How do you Pay your Premiums?

Typically, with a Medicare Advantage plan, you pay your Part B premiums to Medicare and your Part C premiums to the company where you have your plan.

Medicare premiums – If you are a recipient of benefits from Social Security, the Office of Personnel Management or the Railway Retirement Board, your Part B premiums will be automatically taken from your benefits check. In case you are not eligible for any of these, a notice stating that the premium is due is sent to you. You can either post a check, transfer the money through your bank via online billing or set up an automatic Medicare bill pay option where the amount due is deducted from your bank account every month.

Part C premiums – In the same way as above, the amount due for this can be deducted from any benefits you receive by putting in a request for the same to Social Security. Once you get an approval, you can set this up. Alternatively, you can post a check or do a bank transfer.

A few important things to note when paying your premiums:

  • Do not delay payments due to Part B and Part C as you could lose medical coverage when you need it the most. Automatic deductions can help in this regard.
  • Always keep your address updated with Medicare and your private insurance company so that you receive bills on time.
  • In a situation where you miss paying your Part B premiums for over 3 months, be aware that you could lose coverage the following month.
  • If you are unable to pay your Part C premium on time, let your private insurer know as they could have specific rules on cancellation of plans if the premium is not received by the due date.
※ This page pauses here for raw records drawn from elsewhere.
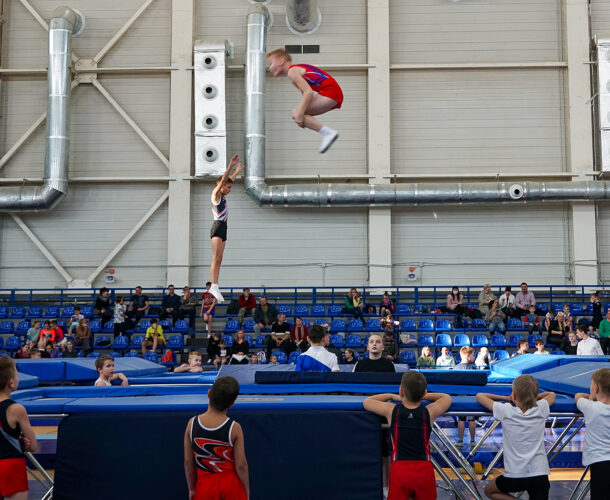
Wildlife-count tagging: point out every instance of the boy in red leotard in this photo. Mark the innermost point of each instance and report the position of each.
(321, 93)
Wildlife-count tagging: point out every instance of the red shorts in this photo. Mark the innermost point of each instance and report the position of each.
(13, 476)
(219, 486)
(412, 479)
(333, 91)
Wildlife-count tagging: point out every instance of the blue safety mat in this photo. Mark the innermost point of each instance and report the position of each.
(569, 379)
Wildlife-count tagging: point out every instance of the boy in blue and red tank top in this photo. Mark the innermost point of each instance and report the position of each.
(214, 454)
(411, 472)
(16, 436)
(321, 93)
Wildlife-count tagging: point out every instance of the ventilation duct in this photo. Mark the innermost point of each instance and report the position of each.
(64, 23)
(329, 195)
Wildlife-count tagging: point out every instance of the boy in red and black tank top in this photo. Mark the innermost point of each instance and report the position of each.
(411, 472)
(214, 455)
(321, 93)
(16, 435)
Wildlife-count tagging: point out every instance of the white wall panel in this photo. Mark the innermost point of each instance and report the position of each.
(440, 31)
(477, 245)
(477, 121)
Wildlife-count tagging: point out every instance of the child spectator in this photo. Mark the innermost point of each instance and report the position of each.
(208, 307)
(214, 454)
(317, 358)
(526, 467)
(154, 336)
(105, 368)
(34, 332)
(596, 454)
(426, 360)
(539, 345)
(193, 366)
(522, 348)
(223, 353)
(445, 360)
(483, 359)
(587, 346)
(375, 362)
(411, 472)
(16, 436)
(390, 346)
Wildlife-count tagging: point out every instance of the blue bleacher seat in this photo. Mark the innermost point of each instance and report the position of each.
(498, 340)
(136, 342)
(514, 324)
(13, 344)
(478, 324)
(461, 339)
(501, 354)
(425, 339)
(301, 310)
(175, 342)
(120, 342)
(7, 327)
(353, 341)
(317, 310)
(182, 326)
(34, 312)
(408, 357)
(443, 325)
(514, 339)
(425, 325)
(480, 340)
(17, 312)
(23, 327)
(337, 340)
(231, 326)
(408, 325)
(403, 310)
(443, 340)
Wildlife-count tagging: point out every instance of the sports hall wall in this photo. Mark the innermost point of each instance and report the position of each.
(443, 123)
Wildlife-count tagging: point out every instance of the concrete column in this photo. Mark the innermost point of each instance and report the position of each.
(179, 207)
(380, 219)
(580, 144)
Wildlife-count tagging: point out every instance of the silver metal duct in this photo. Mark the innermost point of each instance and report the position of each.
(64, 23)
(303, 16)
(329, 195)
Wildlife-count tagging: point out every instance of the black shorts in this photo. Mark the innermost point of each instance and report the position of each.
(219, 230)
(537, 487)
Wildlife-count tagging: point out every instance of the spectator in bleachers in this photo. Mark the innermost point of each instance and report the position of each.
(426, 360)
(138, 306)
(264, 315)
(119, 320)
(354, 305)
(446, 359)
(33, 334)
(587, 346)
(188, 306)
(523, 300)
(604, 333)
(154, 336)
(208, 307)
(376, 362)
(485, 297)
(102, 306)
(299, 333)
(386, 306)
(83, 335)
(247, 304)
(170, 305)
(507, 303)
(390, 346)
(597, 310)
Is There Extra Help to Pay your Premiums?

Medicare Savings Programs (MSP) offered by the Center for Medicare and Medicaid Services can help with payments for Medicare Part C. There are certain criteria like having a disability, earning below a certain level and suffering from a severe illness that can qualify you to apply for an MSP. Once you qualify, MSPs may share the costs of your healthcare which could include paying premiums as well.

Another way of receiving help is if you are eligible to qualify for a Medicare Advantage Special Needs Plan and have Medicaid. You can generally qualify for a Special Needs Plan if you are suffering from a chronic disease or disorder; receive nursing care or are dual-eligible and have Medicaid and Medicare. If this is the case, Medicaid can help with payments towards premiums, copayments, and coinsurance.

Every year, Medicare Advantage plans decide how much they should charge a beneficiary for the services they offer. This includes the cost of premiums, deductibles, and additional costs like copayments. If there are additional services like prescription drug coverage, the premiums can be higher. However, these costs are usually only changed once every year. If you are looking for a suitable Medicare Advantage plan, compare plans from different insurance companies to find one with medical services that address your healthcare needs with a premium that fits your budget.